Step 3: Calculate your current liabilities

Like your assets, you’ll only want to include your current liabilities when calculating the quick ratio.

Example of a balance sheet showing a breakdown of liabilities.

Only current liabilities should be included in the quick ratio calculation.

Current liabilities include accounts payable, credit card debt, payroll, and sales tax payable, which are all payable within one year. To run the quick ratio, you can use your total current liabilities based on the balance sheet above, which is $9,440.53. Long term liabilities should be excluded.

Pro Tip: Be sure to exclude long term liabilities such as bank loans when calculating the quick ratio.

Step 4: Complete the quick ratio calculation

Using the balance sheet totals displayed in Step 2 and Step 3, the numbers you will use to calculate the quick ratio are as follows:

Current assets: $141,382.77 (Step 2)

Current liabilities: $9,440.53 (Step 3)

You can now calculate the quick ratio:

$141,382.77 ÷ $9,440.53 = 14.98

Pro Tip: Double check your numbers to ensure that only current, liquid assets and current liabilities are included in the quick ratio calculation.


How can your company use your quick ratio?

Knowing the quick ratio for your company can help you make needed adjustments such as increasing sales, or developing a more effective accounts receivable collection process.

Knowing the quick ratio can also help when you’re preparing financial projections, no matter what type of accounting your company currently uses.


Quick ratio can help your company

The quick ratio meaning is simple: does your company have enough current assets to cover its current liabilities. Calculating this ratio can be particularly valuable for those looking to obtain additional financing, as both creditors and investors will want to see how financially stable your company is before lending money.

Finally, if you’re not happy with the results of the quick ratio, you can take steps internally to begin to address the issues that may be causing a low quick ratio, such as the inability to collect on accounts receivable on a timely basis.

Like any ratio, the quick ratio is more beneficial if it’s calculated on a regular basis, so you can determine whether your number is going up down, or remaining the same.

An accurate balance sheet is the key to an accurate quick ratio. If you’re looking for accounting software to help prepare your financial statements, be sure to check out The Blueprint’s accounting software reviews.

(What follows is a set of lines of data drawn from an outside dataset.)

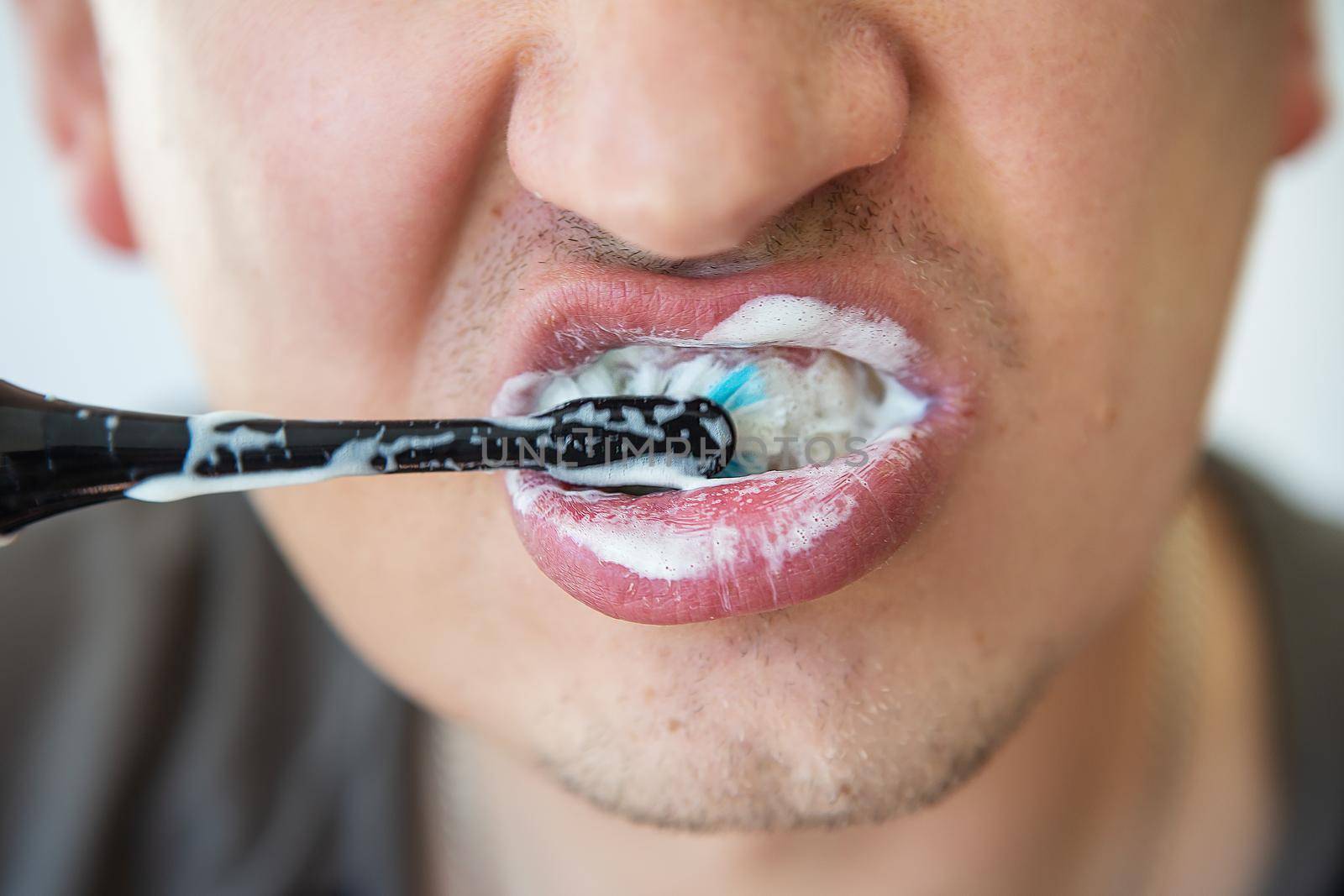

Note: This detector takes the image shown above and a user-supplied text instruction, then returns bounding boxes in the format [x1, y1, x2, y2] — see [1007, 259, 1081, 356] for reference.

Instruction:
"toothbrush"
[0, 380, 735, 544]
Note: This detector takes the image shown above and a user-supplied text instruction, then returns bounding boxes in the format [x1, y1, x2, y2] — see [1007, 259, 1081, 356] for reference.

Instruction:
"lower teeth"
[535, 345, 929, 477]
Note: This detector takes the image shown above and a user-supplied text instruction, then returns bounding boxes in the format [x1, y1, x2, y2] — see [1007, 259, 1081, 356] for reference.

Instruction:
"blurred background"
[0, 7, 1344, 521]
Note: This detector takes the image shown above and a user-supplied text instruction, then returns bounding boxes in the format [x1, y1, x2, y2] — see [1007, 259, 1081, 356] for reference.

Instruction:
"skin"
[10, 0, 1322, 892]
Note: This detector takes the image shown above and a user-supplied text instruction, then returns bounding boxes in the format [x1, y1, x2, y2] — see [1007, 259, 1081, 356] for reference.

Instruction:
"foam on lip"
[496, 296, 929, 489]
[496, 296, 929, 588]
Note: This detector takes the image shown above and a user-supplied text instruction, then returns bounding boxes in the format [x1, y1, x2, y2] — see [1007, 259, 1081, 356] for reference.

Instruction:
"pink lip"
[495, 266, 972, 625]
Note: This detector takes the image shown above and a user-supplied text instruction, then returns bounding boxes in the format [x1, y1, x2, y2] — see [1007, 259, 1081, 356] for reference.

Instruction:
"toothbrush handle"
[0, 380, 191, 538]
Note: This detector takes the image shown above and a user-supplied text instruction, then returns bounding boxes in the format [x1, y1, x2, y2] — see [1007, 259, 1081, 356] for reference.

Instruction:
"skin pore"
[20, 0, 1321, 893]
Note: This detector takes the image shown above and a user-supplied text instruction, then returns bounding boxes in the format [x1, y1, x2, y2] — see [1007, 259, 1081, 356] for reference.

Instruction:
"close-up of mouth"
[492, 270, 970, 625]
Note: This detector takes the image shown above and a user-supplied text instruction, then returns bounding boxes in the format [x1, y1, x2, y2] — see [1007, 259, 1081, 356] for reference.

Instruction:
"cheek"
[916, 0, 1273, 456]
[115, 0, 509, 415]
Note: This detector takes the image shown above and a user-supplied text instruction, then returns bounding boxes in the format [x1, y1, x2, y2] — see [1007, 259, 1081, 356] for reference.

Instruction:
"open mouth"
[493, 278, 969, 625]
[533, 345, 929, 488]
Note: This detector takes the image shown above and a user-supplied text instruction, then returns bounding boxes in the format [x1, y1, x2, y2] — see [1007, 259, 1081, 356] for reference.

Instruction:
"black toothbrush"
[0, 380, 734, 542]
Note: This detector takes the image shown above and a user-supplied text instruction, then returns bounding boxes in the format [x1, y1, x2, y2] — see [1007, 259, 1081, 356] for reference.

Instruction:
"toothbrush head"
[533, 395, 737, 485]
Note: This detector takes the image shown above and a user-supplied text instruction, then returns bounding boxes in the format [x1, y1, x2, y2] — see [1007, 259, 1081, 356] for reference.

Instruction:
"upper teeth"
[533, 345, 929, 475]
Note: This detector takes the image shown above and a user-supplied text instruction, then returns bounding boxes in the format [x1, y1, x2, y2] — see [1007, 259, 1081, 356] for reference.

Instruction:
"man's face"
[87, 0, 1288, 826]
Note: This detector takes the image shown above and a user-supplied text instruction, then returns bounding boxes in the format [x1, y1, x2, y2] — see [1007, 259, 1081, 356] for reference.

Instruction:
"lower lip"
[507, 401, 966, 625]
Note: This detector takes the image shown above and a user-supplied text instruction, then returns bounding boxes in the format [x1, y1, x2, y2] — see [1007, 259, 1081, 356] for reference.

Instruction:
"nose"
[508, 0, 909, 258]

Quick ratio frequently asked questions

Why is it beneficial for my company to calculate the quick ratio?

The quick ratio lets you know if your company has enough current, liquid assets to pay its short-term debts.

What does the quick ratio number mean?

The quick ratio number is a ratio between assets and liabilities. For instance, a quick ratio of 1 means that for every $1 of liabilities you have, you have an equal $1 in assets. A quick ratio of 15 means that for every $1 of liabilities, you have $15 in assets.

What can I do if my number is too low?

If your quick ratio number is too low, you can reexamine company policies, work to increase sales, or institute better collection practices so you can be paid on a more timely basis.